This is a GPU programming in OpenCL for matrix multiplication that uses two approaches.
-
Using global memory For this approach, comment out the void "kernelSource2" function (line 10) and replace "kernelSource2" with "kernelSource" when creating you program in line 151. Then, comment out the code for clSetKernelArg for "//Kernal 2" at line 191, and uncomment the code for "//Kernel 1" in line 179. Once you do this, your code should run. In this program, I measuring the time taken to complete the matrix multiplication using two methods. The time taken to perform the operation using global memory would be around 22 million nanoseconds
-
Using local memory For this approach, do the exact opposite of before.

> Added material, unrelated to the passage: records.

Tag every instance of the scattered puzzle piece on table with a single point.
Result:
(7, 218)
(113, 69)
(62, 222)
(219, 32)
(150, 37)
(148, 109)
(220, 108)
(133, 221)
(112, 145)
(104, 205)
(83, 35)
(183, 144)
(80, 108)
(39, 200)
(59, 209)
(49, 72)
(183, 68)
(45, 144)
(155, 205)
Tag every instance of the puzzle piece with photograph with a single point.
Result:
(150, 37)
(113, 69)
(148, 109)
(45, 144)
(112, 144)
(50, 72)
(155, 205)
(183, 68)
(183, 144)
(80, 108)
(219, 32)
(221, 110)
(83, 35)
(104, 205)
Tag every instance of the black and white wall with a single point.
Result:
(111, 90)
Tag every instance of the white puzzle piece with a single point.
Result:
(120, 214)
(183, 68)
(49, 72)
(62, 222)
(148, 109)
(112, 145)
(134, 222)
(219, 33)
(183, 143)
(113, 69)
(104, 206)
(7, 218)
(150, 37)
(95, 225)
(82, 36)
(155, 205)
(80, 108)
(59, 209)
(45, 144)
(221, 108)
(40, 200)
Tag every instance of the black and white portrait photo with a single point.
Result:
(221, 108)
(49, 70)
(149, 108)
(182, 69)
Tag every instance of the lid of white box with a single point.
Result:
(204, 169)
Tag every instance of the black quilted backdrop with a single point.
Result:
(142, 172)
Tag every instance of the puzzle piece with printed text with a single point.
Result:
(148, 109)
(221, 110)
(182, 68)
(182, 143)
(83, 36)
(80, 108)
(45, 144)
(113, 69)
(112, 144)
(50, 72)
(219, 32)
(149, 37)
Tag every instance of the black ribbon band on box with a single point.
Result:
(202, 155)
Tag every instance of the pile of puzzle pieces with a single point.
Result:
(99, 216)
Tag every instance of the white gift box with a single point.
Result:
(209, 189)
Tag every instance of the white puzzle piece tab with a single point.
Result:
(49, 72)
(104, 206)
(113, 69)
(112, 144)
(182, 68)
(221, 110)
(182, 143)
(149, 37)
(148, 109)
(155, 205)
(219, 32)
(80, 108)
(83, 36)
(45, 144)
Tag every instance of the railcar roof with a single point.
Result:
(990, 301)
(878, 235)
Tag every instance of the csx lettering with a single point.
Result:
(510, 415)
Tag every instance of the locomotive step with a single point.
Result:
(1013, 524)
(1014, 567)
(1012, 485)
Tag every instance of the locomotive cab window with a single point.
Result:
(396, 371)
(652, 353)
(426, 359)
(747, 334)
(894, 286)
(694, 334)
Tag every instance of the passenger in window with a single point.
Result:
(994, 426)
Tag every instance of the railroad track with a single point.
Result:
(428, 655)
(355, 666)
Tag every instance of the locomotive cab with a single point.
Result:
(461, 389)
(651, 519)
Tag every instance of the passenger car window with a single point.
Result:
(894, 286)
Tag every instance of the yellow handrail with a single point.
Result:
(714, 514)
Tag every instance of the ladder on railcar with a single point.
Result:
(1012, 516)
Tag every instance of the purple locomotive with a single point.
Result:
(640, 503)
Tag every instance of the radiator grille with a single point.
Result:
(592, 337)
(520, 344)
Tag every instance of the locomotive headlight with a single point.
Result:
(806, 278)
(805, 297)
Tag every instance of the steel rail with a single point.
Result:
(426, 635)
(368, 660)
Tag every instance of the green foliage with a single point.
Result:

Comment out the "kernelSource" function (line 43) and replace "kernelSource" with "kernelSource2" when creating you program in line 151. Then, comment out the code for clSetKernelArg for "//Kernel 1" at line 179, and uncomment the code for "//Kernel 2" in line 191. Once you do this, your code should run.The time taken to perform the operation using local memory would be around 9 million nanoseconds
So you can see that the performance increased significantly as the time taken to perform the same operation is reduced by more than half. You can play with the code and see different results. Be sure you set your local work group size more sensibly or else you can freeze your whole system and you might have to hard reset your system. Have fun!